Dark Souls 3 comes out on 12 April in the west, and one of the key driving forces of the Souls series is the idea of risk versus reward. You push forward in search of the next bonfire when your health supplies run low, make a daring leap to reach that piece of treasure, or simply try to get that extra attack in against a gigantic foe. Some might even refer to these kinds of games as masochistic.
In XCOM: Enemy Unknown, Firaxis saw that the sense of urgency was lacking. It was too easy to play the game safely by slowly moving our soldiers forward inch by inch and cover to cover. For the DLC Enemy Within, they introduced the element of risk in the form of Meld. This was a currency required to unlock some of the fancy new upgrades for our troops like bionic legs or mechanised suits. Meld canisters had timers attached and if you wanted to claim their benefits it forced you to play outside that comfort zone. You had to risk the lives of your soldiers and change your priorities which brought much needed urgency to the turn-based strategy.

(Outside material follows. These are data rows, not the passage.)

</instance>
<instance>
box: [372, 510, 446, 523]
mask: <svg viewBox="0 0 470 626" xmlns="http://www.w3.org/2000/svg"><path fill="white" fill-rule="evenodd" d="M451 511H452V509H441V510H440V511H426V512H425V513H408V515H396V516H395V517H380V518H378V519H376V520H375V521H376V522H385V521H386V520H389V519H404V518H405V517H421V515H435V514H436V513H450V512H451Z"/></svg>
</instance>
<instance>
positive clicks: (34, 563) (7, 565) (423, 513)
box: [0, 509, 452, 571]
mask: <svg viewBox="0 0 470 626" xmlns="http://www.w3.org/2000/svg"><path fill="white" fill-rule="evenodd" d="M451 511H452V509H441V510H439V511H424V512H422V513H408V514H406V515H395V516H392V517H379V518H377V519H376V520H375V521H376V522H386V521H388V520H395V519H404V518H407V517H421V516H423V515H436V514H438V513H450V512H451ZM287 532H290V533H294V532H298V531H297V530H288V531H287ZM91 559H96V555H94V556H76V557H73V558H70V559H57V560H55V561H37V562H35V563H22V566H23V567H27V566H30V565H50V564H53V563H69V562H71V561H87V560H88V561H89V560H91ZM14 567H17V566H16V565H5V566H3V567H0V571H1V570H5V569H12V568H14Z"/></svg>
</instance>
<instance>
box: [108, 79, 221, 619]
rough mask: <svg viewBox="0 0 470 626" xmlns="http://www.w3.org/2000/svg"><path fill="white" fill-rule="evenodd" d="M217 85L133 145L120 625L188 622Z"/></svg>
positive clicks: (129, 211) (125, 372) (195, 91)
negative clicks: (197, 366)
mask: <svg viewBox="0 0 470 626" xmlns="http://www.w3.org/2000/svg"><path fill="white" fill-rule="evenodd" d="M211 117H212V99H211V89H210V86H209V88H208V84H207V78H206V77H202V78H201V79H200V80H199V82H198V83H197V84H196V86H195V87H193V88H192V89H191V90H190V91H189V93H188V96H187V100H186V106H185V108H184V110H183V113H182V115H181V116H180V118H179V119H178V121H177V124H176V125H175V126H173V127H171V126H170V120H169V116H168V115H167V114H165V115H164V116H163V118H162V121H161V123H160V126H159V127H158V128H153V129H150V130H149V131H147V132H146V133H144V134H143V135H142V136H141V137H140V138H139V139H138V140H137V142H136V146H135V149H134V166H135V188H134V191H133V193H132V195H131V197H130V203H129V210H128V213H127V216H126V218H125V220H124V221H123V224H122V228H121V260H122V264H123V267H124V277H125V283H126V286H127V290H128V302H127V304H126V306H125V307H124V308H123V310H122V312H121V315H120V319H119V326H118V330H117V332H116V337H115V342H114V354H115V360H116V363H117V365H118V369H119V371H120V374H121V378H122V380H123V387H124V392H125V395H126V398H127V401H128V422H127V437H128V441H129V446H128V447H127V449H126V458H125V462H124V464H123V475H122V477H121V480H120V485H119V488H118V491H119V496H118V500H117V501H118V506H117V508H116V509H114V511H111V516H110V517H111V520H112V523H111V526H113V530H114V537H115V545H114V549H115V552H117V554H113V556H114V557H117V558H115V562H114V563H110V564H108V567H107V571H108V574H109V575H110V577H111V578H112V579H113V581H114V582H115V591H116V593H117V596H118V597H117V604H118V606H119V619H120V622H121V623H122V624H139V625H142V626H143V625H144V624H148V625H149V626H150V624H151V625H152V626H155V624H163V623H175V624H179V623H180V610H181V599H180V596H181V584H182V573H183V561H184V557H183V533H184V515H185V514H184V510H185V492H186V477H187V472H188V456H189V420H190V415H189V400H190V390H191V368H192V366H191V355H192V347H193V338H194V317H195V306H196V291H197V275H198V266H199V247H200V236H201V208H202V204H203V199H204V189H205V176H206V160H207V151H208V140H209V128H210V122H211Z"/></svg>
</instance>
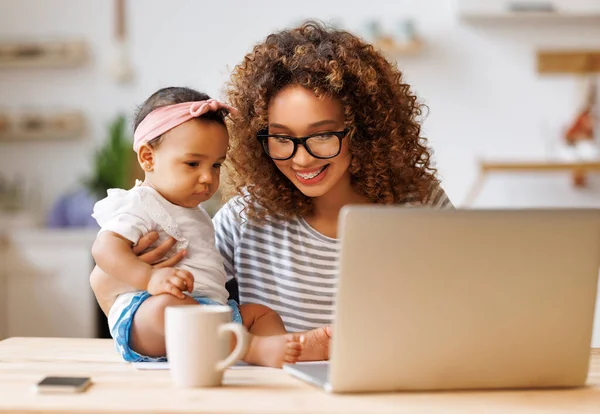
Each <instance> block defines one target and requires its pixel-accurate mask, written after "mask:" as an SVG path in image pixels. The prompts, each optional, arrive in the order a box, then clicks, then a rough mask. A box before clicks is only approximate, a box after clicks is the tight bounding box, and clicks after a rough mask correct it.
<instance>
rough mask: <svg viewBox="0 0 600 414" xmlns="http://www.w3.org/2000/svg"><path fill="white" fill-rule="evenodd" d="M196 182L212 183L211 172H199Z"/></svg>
mask: <svg viewBox="0 0 600 414" xmlns="http://www.w3.org/2000/svg"><path fill="white" fill-rule="evenodd" d="M198 182H200V183H201V184H212V174H210V173H206V172H204V173H202V174H200V177H198Z"/></svg>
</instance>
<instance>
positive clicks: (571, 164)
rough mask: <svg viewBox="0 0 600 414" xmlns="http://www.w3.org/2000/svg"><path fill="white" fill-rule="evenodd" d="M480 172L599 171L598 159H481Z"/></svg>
mask: <svg viewBox="0 0 600 414" xmlns="http://www.w3.org/2000/svg"><path fill="white" fill-rule="evenodd" d="M479 168H480V170H481V171H482V172H484V173H487V172H491V171H528V172H536V171H540V172H547V171H585V172H597V171H600V160H599V161H575V162H562V161H517V162H515V161H482V162H481V163H480V165H479Z"/></svg>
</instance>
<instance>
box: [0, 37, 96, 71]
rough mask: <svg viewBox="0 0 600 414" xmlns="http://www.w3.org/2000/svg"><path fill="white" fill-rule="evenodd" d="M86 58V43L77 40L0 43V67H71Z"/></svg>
mask: <svg viewBox="0 0 600 414" xmlns="http://www.w3.org/2000/svg"><path fill="white" fill-rule="evenodd" d="M86 59H87V50H86V45H85V43H84V42H83V41H79V40H72V41H71V40H70V41H37V42H36V41H15V42H10V43H9V42H4V43H0V68H6V69H12V68H27V67H33V68H36V67H39V68H49V67H73V66H79V65H81V64H83V63H84V62H85V61H86Z"/></svg>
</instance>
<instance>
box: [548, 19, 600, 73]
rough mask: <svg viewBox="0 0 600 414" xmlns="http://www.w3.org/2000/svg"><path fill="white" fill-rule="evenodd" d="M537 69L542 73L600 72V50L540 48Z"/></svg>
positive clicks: (578, 72) (577, 72) (572, 72)
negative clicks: (541, 49)
mask: <svg viewBox="0 0 600 414" xmlns="http://www.w3.org/2000/svg"><path fill="white" fill-rule="evenodd" d="M599 24H600V22H599ZM537 71H538V73H540V74H564V73H575V74H587V73H593V72H600V50H539V51H538V52H537Z"/></svg>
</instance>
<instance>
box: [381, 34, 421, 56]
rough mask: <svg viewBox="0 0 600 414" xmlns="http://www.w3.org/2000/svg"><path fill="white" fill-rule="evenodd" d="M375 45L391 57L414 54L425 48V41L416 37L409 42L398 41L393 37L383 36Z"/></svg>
mask: <svg viewBox="0 0 600 414" xmlns="http://www.w3.org/2000/svg"><path fill="white" fill-rule="evenodd" d="M373 46H375V47H376V48H377V49H380V50H381V51H382V52H383V53H384V54H386V55H387V56H390V57H399V56H402V55H414V54H417V53H419V52H420V51H421V50H422V49H423V42H422V41H421V40H418V39H415V40H412V41H409V42H396V41H394V40H393V39H391V38H381V39H378V40H376V41H374V42H373Z"/></svg>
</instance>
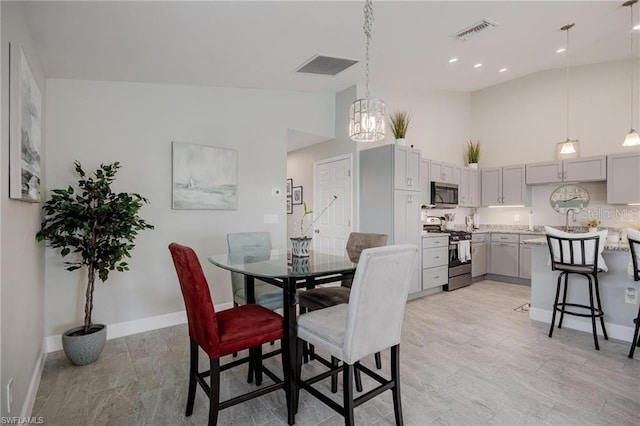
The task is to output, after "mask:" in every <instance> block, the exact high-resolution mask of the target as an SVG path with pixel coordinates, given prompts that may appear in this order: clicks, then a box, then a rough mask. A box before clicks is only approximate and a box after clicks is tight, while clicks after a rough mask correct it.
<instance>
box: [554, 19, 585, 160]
mask: <svg viewBox="0 0 640 426" xmlns="http://www.w3.org/2000/svg"><path fill="white" fill-rule="evenodd" d="M574 25H575V24H568V25H565V26H563V27H562V28H560V29H561V30H562V31H566V33H567V45H566V54H565V55H566V67H565V75H566V86H567V87H566V88H567V92H566V106H567V139H566V140H565V141H563V142H558V144H557V146H556V157H557V158H558V159H564V158H577V157H579V155H580V142H579V141H578V140H577V139H569V30H570V29H571V28H573V26H574Z"/></svg>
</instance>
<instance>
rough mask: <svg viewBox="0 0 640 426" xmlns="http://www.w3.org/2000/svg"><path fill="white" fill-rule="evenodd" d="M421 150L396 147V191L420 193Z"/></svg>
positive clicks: (394, 154) (395, 176) (400, 146)
mask: <svg viewBox="0 0 640 426" xmlns="http://www.w3.org/2000/svg"><path fill="white" fill-rule="evenodd" d="M420 161H421V158H420V150H418V149H414V148H409V147H407V146H400V145H394V185H395V189H401V190H405V191H420V185H421V184H420V180H421V179H420Z"/></svg>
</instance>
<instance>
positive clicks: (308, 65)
mask: <svg viewBox="0 0 640 426" xmlns="http://www.w3.org/2000/svg"><path fill="white" fill-rule="evenodd" d="M357 63H358V61H352V60H350V59H340V58H332V57H329V56H320V55H315V56H313V57H312V58H311V59H309V60H308V61H307V62H305V63H304V64H302V65H301V66H300V67H299V68H298V69H297V70H296V72H300V73H304V74H322V75H336V74H338V73H340V72H342V71H344V70H346V69H347V68H349V67H350V66H351V65H353V64H357Z"/></svg>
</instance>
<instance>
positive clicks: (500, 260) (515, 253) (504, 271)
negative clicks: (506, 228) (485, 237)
mask: <svg viewBox="0 0 640 426" xmlns="http://www.w3.org/2000/svg"><path fill="white" fill-rule="evenodd" d="M519 246H520V238H519V236H518V234H491V261H490V266H489V273H490V274H496V275H504V276H507V277H515V278H518V277H519V276H520V263H519V257H520V247H519ZM471 260H472V261H473V257H472V258H471Z"/></svg>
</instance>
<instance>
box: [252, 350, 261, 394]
mask: <svg viewBox="0 0 640 426" xmlns="http://www.w3.org/2000/svg"><path fill="white" fill-rule="evenodd" d="M253 355H254V356H255V361H254V364H255V373H256V386H260V385H261V384H262V346H256V347H255V348H253Z"/></svg>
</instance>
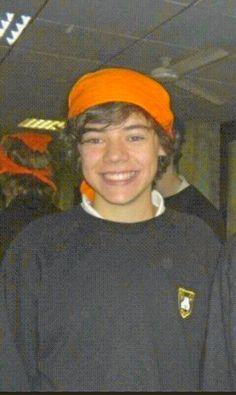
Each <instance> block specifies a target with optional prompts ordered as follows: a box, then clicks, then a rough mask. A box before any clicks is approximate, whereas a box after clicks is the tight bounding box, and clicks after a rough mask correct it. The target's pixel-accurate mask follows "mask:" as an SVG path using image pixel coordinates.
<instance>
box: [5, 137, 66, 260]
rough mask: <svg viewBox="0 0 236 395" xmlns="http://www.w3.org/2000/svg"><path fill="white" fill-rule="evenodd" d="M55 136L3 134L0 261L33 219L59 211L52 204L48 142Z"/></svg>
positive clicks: (52, 183)
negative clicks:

XCOM 2, by contrast, has timers everywhere. This drives the action forward, constantly challenging the player to be decisive and put their faith in their oh-so-fallible troops.
“You push forward in search of the next bonfire when your health supplies run low, make a daring leap to reach that piece of treasure, or simply try to get that extra attack in against a gigantic foe”
One of gaming’s current most popular genres is the MOBA, which have seemingly usurped the throne of MMOs in terms of player base and time spent playing. MOBAs are inherently about taking risk. Every time you attack a player on the opposing team, you are taking risk. Every time you try to dive under a tower or fight over an objective, we risk the ire of our team-mates should things not go to plan. The reward can be pushing your team to victory, but pushing that button to initiate a time fight or lining up that vital skill-shot is objectively about the rewards of victory and what you risk by losing. Watching the momentum of a game shift after a mistimed ultimate can be crushing, but the elation of victory makes that a worthwhile proposition.
We’re programmed to take risks both in games and in real life. It’s why we might purchase lottery scratchcards, for example. We weigh the benefit of riches and the range of games against the initial outlay. The inner belief that we are somehow special or that we might just win drives us on to make these decisions. Whether consciously or not, we’re constantly making judgements and weighing the odds of our success. Buying a scratchcard isn’t a thoughtless act; it’s a calculated judgement and we decide that the possibility of success is worth the risk of participation. Winning by random chance isn’t fun but winning because we made a decision that pays off is key to our enjoyment.
“In some ways, even the act of buying a game can be considered a risk… the question we ask before any purchase is: are we going to be getting our money’s worth?”
In some ways, even the act of buying a game can be considered a risk due to the price. The question we ask before any purchase is: are we going to be getting our money’s worth? This is one of the reasons gaming websites exist. The aim is to offer consumers an opinion that hopefully they can trust before pulling the metaphorical trigger. As writers we can help mitigate some of that risk in purchasing decisions, but risk and reward as a part of games is a vital component that makes them special and unique from other forms of media. Having agency is only worthwhile if we’re able to push it to the limit.